The doctor (physician assistant, nurse, etc.) who makes the mistake needs help too.
From the British Medical Journal:
When I was a house officer another resident failed to identify the electrocardiographic signs of the pericardial tamponade that would rush the patient to the operating room late that night. The news spread rapidly, the case tried repeatedly before an incredulous jury of peers, who returned a summary judgment of incompetence. I was dismayed by the lack of sympathy and wondered secretly if I could have made the same mistake – and, like the hapless resident, become the second victim of the error.
Virtually every practitioner knows the sickening realisation of making a bad mistake.
You feel singled out and exposed – seized by the instinct to see if anyone has noticed. You agonise about what to do, whether to tell anyone, what to say. Later, the event replays itself over and over in your mind. You question your competence but fear being discovered. You know you should confess, but dread the prospect of potential punishment and of the patient’s anger.

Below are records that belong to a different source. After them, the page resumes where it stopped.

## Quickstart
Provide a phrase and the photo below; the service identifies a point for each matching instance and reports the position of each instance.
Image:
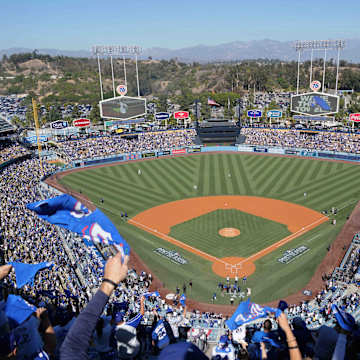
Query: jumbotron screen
(122, 107)
(315, 104)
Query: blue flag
(25, 273)
(183, 300)
(148, 294)
(18, 310)
(94, 227)
(248, 311)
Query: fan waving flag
(212, 102)
(94, 227)
(183, 300)
(248, 311)
(25, 273)
(18, 310)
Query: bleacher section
(5, 126)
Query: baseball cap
(119, 316)
(223, 339)
(345, 320)
(182, 351)
(7, 343)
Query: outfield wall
(323, 154)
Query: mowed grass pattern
(256, 233)
(326, 183)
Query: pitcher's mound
(233, 266)
(229, 232)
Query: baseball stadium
(198, 231)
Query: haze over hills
(237, 50)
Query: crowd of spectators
(11, 150)
(108, 145)
(63, 291)
(320, 140)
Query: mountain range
(227, 52)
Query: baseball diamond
(262, 199)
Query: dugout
(218, 131)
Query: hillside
(59, 79)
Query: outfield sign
(122, 108)
(274, 114)
(315, 104)
(181, 114)
(162, 116)
(58, 125)
(313, 118)
(315, 85)
(179, 151)
(292, 254)
(33, 139)
(354, 117)
(121, 90)
(254, 113)
(81, 122)
(172, 255)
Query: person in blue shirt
(224, 349)
(160, 338)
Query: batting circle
(233, 266)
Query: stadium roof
(5, 125)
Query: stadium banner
(181, 114)
(162, 116)
(354, 117)
(308, 153)
(178, 151)
(260, 149)
(274, 114)
(58, 125)
(314, 103)
(245, 148)
(122, 108)
(33, 139)
(103, 160)
(172, 255)
(313, 118)
(276, 151)
(164, 153)
(292, 254)
(291, 152)
(254, 113)
(132, 156)
(218, 148)
(81, 122)
(148, 154)
(191, 150)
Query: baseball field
(208, 216)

You may become overly attentive to the patient or family, lamenting the failure to do so earlier and, if you haven’t told them, wondering if they know.
Sadly, the kind of unconditional sympathy and support that are really needed are rarely forthcoming.
Can we change this wide-spread healthcare culture and offer support to caregivers involved in mistakes, process failures, and bad outcomes?
To borrow an oft-used phrase from Barack Obama – yes, we can!
One person, one committee, one hospital at a time.